A new Department of Transport will take charge of the national roads programme, along with the National Roads Authority, aviation and public transport, though not other aspects of the National Development Plan.

Bus competition will be encouraged, while new services to new housing estates and poorly served communities will be improved by greater investment in CIÉ's own bus fleet.

A dedicated Traffic Corps, with its own staff and ring-fenced budget, will be set up to curb speeding on the roads, though it will remain part of the Garda Síochána, in line with the wishes of both parties.

An extra pier at Dublin Airport will be built to serve low-cost airlines.

However, they long-fingered demands that the Government should let Ryanair build an independent terminal there.

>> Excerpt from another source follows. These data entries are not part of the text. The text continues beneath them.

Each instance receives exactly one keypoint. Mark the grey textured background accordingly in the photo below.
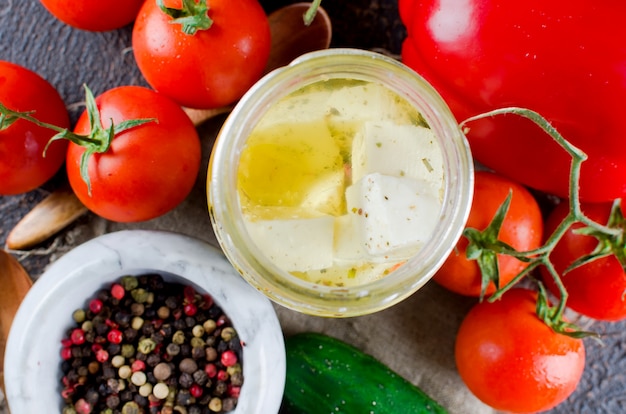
(415, 338)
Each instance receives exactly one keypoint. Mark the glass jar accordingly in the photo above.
(224, 200)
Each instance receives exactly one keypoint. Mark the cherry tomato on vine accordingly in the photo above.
(511, 360)
(522, 229)
(94, 15)
(209, 67)
(596, 289)
(148, 169)
(23, 166)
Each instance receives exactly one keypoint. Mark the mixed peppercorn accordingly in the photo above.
(149, 346)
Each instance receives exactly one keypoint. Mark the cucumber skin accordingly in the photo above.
(328, 376)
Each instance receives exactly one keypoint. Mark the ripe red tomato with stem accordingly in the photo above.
(522, 229)
(23, 166)
(482, 55)
(94, 15)
(201, 56)
(513, 361)
(596, 289)
(145, 170)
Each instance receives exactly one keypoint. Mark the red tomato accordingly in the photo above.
(94, 15)
(597, 289)
(487, 54)
(522, 228)
(22, 164)
(211, 68)
(514, 362)
(149, 169)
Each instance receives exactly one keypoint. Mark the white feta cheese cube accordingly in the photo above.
(394, 215)
(297, 244)
(348, 247)
(397, 150)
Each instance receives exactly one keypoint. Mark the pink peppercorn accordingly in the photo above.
(228, 358)
(190, 309)
(195, 390)
(82, 407)
(114, 336)
(77, 336)
(95, 305)
(102, 355)
(138, 365)
(222, 375)
(117, 291)
(211, 370)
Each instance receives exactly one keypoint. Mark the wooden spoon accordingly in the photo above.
(14, 284)
(290, 39)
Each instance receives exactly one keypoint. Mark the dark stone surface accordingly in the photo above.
(68, 58)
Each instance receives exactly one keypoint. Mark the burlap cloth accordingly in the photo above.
(415, 338)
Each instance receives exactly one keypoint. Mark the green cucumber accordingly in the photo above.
(328, 376)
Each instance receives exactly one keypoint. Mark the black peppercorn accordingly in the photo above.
(185, 380)
(183, 397)
(162, 325)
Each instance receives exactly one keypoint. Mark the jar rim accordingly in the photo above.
(227, 218)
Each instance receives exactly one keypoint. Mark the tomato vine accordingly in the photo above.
(97, 141)
(611, 236)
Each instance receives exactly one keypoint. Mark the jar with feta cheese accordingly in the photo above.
(340, 183)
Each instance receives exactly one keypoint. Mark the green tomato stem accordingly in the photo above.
(98, 141)
(541, 255)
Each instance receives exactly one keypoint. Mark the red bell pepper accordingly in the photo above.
(563, 59)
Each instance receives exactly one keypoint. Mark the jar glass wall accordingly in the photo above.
(224, 199)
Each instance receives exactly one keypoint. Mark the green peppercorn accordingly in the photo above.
(129, 282)
(87, 326)
(161, 391)
(197, 342)
(139, 295)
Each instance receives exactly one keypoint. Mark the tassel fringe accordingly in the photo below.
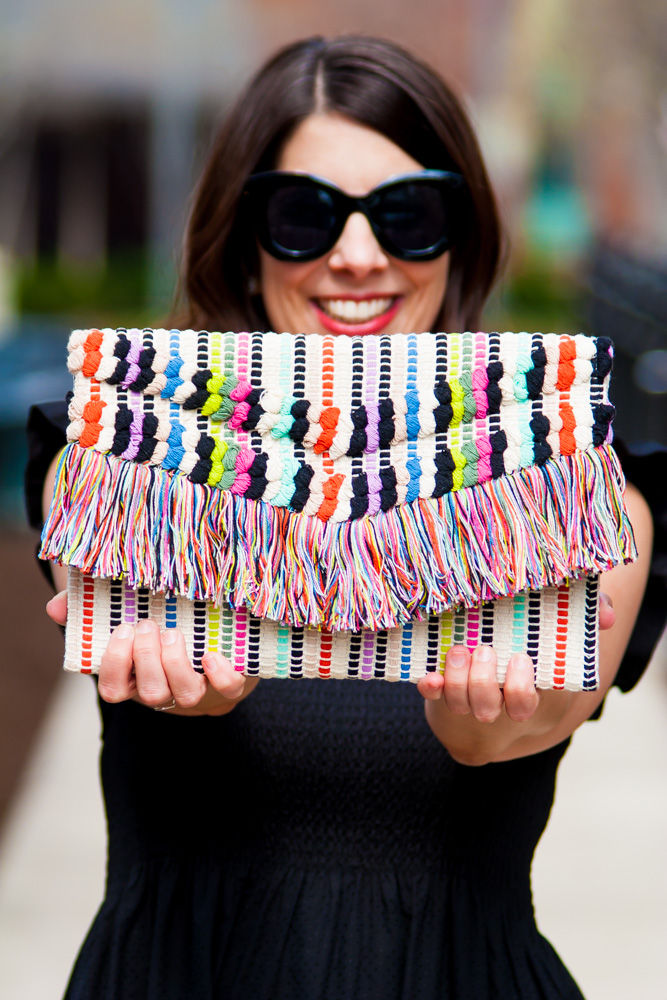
(536, 528)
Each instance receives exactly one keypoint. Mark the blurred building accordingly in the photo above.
(107, 110)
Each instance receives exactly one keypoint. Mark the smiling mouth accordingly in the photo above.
(354, 310)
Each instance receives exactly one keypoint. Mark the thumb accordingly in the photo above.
(56, 608)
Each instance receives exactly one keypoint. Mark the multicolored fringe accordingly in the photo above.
(557, 627)
(537, 528)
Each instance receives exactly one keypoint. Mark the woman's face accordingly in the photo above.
(357, 287)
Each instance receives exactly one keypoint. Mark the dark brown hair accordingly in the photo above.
(370, 81)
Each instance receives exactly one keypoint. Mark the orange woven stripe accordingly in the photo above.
(331, 489)
(567, 354)
(87, 626)
(329, 422)
(568, 445)
(561, 637)
(93, 357)
(325, 654)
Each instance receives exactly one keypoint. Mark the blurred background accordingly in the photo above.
(106, 114)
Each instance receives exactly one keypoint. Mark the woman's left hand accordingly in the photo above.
(469, 685)
(479, 720)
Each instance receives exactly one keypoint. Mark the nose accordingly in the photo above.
(357, 251)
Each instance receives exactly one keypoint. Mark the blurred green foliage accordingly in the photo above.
(538, 295)
(114, 294)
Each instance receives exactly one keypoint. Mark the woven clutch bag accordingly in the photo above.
(334, 506)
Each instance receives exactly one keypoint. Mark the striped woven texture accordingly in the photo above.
(556, 626)
(339, 502)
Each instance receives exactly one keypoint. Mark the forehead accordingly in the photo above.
(353, 156)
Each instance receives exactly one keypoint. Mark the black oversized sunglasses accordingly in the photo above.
(300, 217)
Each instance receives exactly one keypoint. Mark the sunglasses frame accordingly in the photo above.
(260, 186)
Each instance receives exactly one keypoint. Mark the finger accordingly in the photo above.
(486, 698)
(152, 685)
(116, 680)
(521, 695)
(431, 686)
(457, 667)
(56, 608)
(230, 683)
(607, 613)
(187, 686)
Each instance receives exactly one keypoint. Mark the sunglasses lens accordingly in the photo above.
(413, 218)
(300, 219)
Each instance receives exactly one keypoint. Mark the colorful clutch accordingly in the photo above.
(334, 506)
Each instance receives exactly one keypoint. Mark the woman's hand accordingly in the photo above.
(469, 685)
(469, 688)
(153, 668)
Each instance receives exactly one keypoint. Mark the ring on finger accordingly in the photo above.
(165, 708)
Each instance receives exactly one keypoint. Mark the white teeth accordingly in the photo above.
(352, 311)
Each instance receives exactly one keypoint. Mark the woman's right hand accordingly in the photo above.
(153, 668)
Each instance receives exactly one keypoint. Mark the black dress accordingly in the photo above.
(318, 842)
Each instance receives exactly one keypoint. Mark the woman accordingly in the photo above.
(332, 840)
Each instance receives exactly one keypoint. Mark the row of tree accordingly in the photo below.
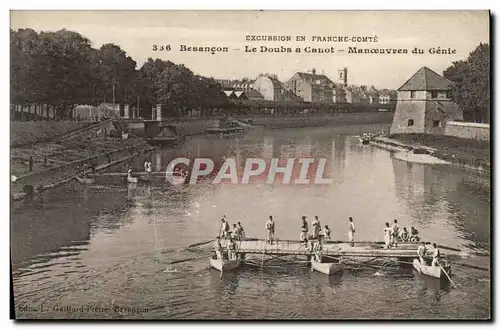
(471, 79)
(61, 69)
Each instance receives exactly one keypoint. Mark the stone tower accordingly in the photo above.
(424, 104)
(343, 77)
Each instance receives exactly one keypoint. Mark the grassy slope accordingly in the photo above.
(78, 147)
(32, 131)
(453, 149)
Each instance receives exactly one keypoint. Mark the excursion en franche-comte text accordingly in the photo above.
(280, 44)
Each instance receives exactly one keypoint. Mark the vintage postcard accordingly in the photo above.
(250, 165)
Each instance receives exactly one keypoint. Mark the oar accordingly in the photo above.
(200, 243)
(452, 283)
(222, 264)
(183, 260)
(473, 267)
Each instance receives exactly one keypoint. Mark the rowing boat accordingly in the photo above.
(131, 179)
(85, 180)
(433, 271)
(326, 268)
(226, 265)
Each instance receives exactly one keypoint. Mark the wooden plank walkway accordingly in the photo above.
(291, 247)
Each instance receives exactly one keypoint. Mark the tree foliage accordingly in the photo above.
(62, 69)
(471, 79)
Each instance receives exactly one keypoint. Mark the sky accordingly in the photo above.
(137, 31)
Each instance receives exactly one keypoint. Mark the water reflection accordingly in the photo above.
(435, 197)
(367, 184)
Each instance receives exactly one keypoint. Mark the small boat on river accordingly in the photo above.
(224, 265)
(433, 271)
(86, 181)
(324, 267)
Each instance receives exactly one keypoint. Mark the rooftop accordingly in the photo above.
(426, 79)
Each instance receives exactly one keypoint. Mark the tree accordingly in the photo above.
(471, 90)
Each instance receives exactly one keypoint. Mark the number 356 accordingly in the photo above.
(162, 48)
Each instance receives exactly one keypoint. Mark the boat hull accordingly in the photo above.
(432, 271)
(228, 265)
(326, 268)
(85, 180)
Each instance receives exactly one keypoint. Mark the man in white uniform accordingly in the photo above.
(350, 231)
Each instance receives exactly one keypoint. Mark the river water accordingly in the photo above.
(102, 252)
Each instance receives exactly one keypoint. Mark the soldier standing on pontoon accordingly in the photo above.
(270, 229)
(350, 231)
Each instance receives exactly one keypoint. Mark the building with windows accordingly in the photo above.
(312, 87)
(424, 104)
(387, 96)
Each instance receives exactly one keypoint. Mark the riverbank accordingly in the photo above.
(55, 162)
(52, 154)
(465, 153)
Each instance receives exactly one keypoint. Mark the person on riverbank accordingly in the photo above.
(421, 253)
(218, 248)
(350, 231)
(224, 230)
(414, 235)
(270, 229)
(235, 234)
(404, 235)
(304, 228)
(387, 235)
(231, 249)
(395, 234)
(327, 233)
(306, 244)
(241, 231)
(316, 227)
(436, 255)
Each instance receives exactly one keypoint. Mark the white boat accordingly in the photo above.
(433, 271)
(326, 268)
(132, 179)
(85, 180)
(226, 265)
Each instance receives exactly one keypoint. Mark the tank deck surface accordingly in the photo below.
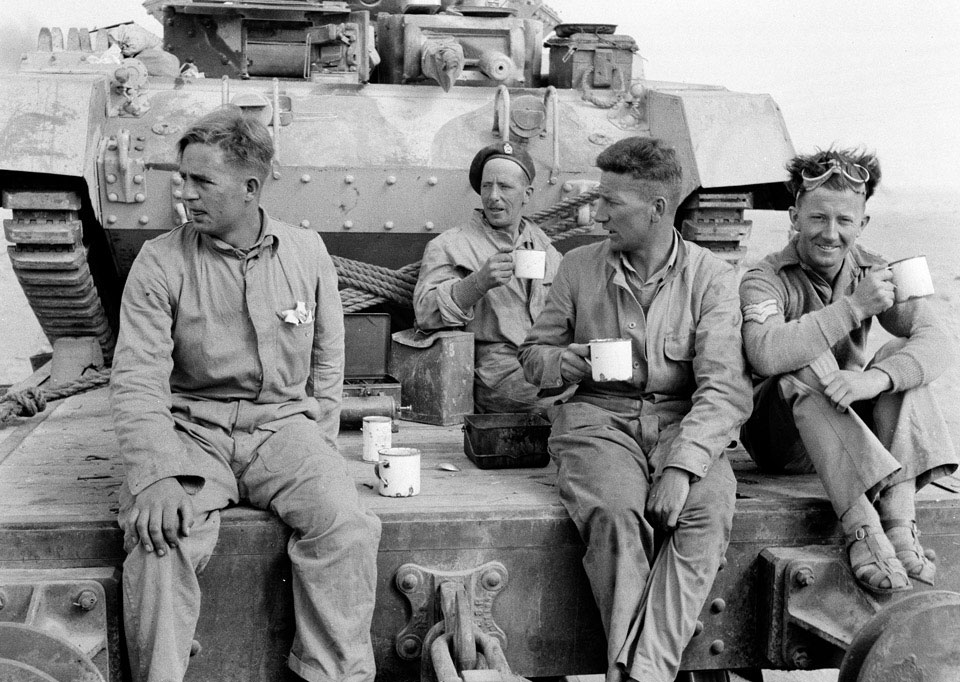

Urgent action will be taken, the document promised, to implement the recommendations of the Motor Insurance Advisory Board and thus cut motor insurance costs.

Personal injury claimants will have to swear affidavits before some cases will go ahead, in line with a Progressive Democrat proposal.

Those subsequently shown to have lied will face perjury charges.

Awards guidelines will be set down for judges, to cut premiums, while employer insurance could be made compulsory. This would allow for a bonding scheme to be set up to deal with company collapses.

Incineration plants will be built, though all recyclable materials must be removed first.

Door-to-door recycling will be introduced nationwide.

The Planning and Development Act, which has caused some problems because planning applications expire after just two years, will be reviewed. Stronger efforts will be made to use State lands for housing.

Homelessness and child poverty will be tackled.

Old age pensions will rise to a minimum of €200 a week by 2007, while social welfare payments generally will exceed €150 per week by then.

The National Spatial Strategy will be completed to spur development outside of Dublin and surrounding regions, while decentralisation of State offices will also "move forward".